Em entrevista ao portal alemão Deutsche Welle, o sociólogo Anton Zijderveld afirmou: “Brincar com os valores rígidos de um sistema é como brincar com fogo.” Por transmitir mensagem acessível a todos e levar ao questionamento, como continuou, “o humor é tão severamente punido em um regime [ditatorial]. Para evitar o fortalecimento da oposição”.
Legado de Naji al-Ali
A despeito disso, ameaças, prisões, torturas, exílio e mesmo assassinatos têm fracassado em barrar a disseminação e popularização de ideias expressas por meio de traços carregados pelo sarcasmo. A arte tem o poder de se eternizar.
Exemplo é o personagem Handala, do cartunista palestino Naji al-Ali, assassinado aos 41 anos de idade, em Londres, no ano de 1987. Handala simboliza um menino refugiado de dez anos, que sempre aparece de costas e nunca crescerá, até retornar a sua terra natal. Tornou-se algo como sua assinatura, através do qual denunciava o imperialismo/sionismo, bem como os regimes e burguesia árabes, inimigos da causa palestina. Segundo o portal Palestinian Journeys, foi descrito por Naji al-Ali como “uma espécie de bússola para mim, que sempre aponta para a Palestina”.

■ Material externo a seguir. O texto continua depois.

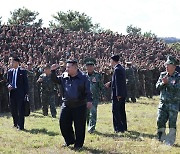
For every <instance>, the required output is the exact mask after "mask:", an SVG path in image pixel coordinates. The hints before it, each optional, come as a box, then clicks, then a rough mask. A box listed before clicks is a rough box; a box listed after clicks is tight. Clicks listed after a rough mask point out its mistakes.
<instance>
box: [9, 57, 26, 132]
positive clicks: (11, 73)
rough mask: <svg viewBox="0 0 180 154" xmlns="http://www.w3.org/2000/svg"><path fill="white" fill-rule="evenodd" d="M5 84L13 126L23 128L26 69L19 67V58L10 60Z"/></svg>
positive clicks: (25, 87) (14, 126) (25, 84)
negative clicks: (6, 80) (10, 67)
mask: <svg viewBox="0 0 180 154" xmlns="http://www.w3.org/2000/svg"><path fill="white" fill-rule="evenodd" d="M10 65H11V67H12V69H10V70H9V71H8V79H7V82H8V83H7V86H8V89H9V92H10V102H11V113H12V117H13V123H14V127H17V128H18V130H24V121H25V118H24V108H25V104H24V98H25V96H26V95H27V94H28V79H27V71H26V70H24V69H22V68H21V67H20V59H19V58H18V57H14V58H13V59H12V61H11V62H10Z"/></svg>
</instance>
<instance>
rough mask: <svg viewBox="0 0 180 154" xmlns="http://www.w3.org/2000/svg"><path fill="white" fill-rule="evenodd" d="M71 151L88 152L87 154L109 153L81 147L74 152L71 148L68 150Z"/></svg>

Fadi Abou Hassan tem homenageado Naji al-Ali constantemente por ocasião do aniversário de sua morte. Em 2017, publicou um cartum intitulado “Não o mataram… Naji!!”, em que retrata Handala com um tiro na nuca olhando para um corpo coberto com uma kuffiah palestina. O personagem sobrevive nas habitações, corações e mentes palestinos, das terras ocupadas à diáspora e campos de refugiados.
Esse legado está presente nas obras de Fadi Abou Hassan e de outros cartunistas palestinos e árabes. Pequena amostra dessa rica herança pode agora ser vista no Salão Internacional do Humor de Piracicaba. E nos lembrar mais uma vez dos ensinamentos do saudoso ator brasileiro Paulo Gustavo, uma das vítimas da política genocida de Bolsonaro em relação à pandemia de Covid-19, em meio a ameaças golpistas no Brasil: “Rir é um ato de resistência.” Para os palestinos, como todas as ações e expressões culturais, uma resistência que se traduz em existência.